The open source world is different. There is no need to create a competing product from scratch. The Libre Office project includes a word processor and a spreadsheet (among other things) and it is open source. If I wanted to create a competing spreadsheet, I could take the code from Libre Office, modify it (a little or a lot) and redistribute it. (The catch is that I would also have to distribute my modified version of the source code.)
Rather than build my own version with private enhancements, it would be easier to suggest my enhancements to the team that maintains Libre Office. With private enhancements, I have to make the same changes with each new release of Libre Office (assuming I want the latest version); by submitting my enhancements (and getting them included) they then become part of the product and I get them with each update. (Of course, so does everyone else.)
Open source is not "one solution only". It has different software packages that exist in the same "space". There are a multitude of text editors. There are different display managers for Linux. There are multiple windowing systems. One can even argue that the languages Awk, Perl, Python, and Ruby all compete. There can be competing efforts in open source.
The closed-source world does not always provide competition. It has settled on some "winner" programs: Microsoft Word for word processing. Microsoft Excel for spreadsheets. Photoshop for editing pictures. Competitors may emerge, but the cost of entry to the market it high.
In general, I think that the overall trend (for closed source and open source) is to move to a single package. The "network effect" exerts a gentle but consistent pull for a single solution in both worlds.
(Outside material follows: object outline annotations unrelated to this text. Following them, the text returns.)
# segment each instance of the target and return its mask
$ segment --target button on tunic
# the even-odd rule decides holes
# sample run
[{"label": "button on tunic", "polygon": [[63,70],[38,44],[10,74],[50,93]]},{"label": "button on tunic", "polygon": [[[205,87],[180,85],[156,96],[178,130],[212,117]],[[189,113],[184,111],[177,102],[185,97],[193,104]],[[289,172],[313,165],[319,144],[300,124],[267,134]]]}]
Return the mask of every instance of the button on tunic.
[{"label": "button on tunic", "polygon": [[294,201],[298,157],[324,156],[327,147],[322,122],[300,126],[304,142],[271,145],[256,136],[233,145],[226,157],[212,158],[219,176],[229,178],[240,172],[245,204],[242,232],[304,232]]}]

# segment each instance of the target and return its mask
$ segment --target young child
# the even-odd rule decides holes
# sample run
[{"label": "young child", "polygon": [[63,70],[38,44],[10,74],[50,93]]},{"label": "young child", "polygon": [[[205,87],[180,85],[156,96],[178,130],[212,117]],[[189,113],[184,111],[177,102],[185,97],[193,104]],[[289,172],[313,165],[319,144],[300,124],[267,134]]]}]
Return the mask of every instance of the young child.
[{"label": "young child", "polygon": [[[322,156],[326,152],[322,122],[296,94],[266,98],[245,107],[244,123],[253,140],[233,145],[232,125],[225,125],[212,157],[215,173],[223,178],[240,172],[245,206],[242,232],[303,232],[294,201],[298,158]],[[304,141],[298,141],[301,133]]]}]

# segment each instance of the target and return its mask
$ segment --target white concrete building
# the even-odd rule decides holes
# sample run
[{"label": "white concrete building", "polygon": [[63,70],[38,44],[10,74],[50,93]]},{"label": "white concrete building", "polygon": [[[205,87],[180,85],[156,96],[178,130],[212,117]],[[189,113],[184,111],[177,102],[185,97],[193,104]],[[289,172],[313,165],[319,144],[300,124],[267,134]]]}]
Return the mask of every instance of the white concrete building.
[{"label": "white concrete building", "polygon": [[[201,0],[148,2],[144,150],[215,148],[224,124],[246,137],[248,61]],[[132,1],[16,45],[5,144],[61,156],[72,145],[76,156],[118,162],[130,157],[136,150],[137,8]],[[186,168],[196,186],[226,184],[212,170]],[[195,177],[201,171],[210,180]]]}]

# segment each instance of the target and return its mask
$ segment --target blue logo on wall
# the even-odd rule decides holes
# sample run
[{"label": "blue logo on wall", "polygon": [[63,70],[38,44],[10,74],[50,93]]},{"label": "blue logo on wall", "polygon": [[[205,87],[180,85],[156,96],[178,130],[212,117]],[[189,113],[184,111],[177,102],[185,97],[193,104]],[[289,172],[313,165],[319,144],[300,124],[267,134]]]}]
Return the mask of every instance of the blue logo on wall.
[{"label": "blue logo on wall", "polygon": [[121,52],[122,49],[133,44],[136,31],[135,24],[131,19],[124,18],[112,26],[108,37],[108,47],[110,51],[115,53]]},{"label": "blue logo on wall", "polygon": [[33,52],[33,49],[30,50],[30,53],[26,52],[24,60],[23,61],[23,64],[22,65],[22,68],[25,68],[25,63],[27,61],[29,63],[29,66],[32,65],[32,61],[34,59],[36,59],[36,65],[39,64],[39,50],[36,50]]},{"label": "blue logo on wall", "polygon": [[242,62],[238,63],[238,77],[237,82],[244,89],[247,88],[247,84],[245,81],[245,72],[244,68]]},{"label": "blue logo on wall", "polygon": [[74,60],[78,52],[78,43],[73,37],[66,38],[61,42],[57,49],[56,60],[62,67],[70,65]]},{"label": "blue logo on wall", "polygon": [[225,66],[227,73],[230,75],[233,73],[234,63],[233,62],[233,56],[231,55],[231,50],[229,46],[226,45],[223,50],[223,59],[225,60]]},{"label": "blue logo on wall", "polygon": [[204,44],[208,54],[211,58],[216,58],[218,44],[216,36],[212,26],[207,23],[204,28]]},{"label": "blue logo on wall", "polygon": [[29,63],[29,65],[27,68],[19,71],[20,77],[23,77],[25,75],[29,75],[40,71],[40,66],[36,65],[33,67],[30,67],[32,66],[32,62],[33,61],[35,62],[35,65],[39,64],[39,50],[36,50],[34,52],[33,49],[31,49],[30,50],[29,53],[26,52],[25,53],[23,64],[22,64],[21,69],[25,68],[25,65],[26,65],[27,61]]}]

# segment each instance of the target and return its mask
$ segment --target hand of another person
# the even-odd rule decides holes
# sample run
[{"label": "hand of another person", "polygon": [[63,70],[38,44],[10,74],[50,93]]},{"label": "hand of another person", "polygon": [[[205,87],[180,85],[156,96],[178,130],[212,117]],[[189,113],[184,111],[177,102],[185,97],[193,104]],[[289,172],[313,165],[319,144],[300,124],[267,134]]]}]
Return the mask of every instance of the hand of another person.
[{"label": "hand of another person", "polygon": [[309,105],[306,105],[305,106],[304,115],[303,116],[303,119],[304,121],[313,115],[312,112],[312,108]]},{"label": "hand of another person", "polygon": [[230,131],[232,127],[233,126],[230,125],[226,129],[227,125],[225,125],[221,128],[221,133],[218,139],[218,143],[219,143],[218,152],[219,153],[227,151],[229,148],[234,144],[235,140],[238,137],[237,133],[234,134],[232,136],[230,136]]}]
The open source market falls quicker than the closed-source market; for-profit vendors have more to gain by keeping their product in the market. They resist the tug of the network effect.
Open source becomes a more efficient space. With fewer people working to create similar-but-different products, the open source world can work on a more diverse set of problems. Or it can invest less effort for the same result.
Many companies invest effort in core competencies and outsource non-essential activities. Open source may be the cost-effective method for those non-essential activities.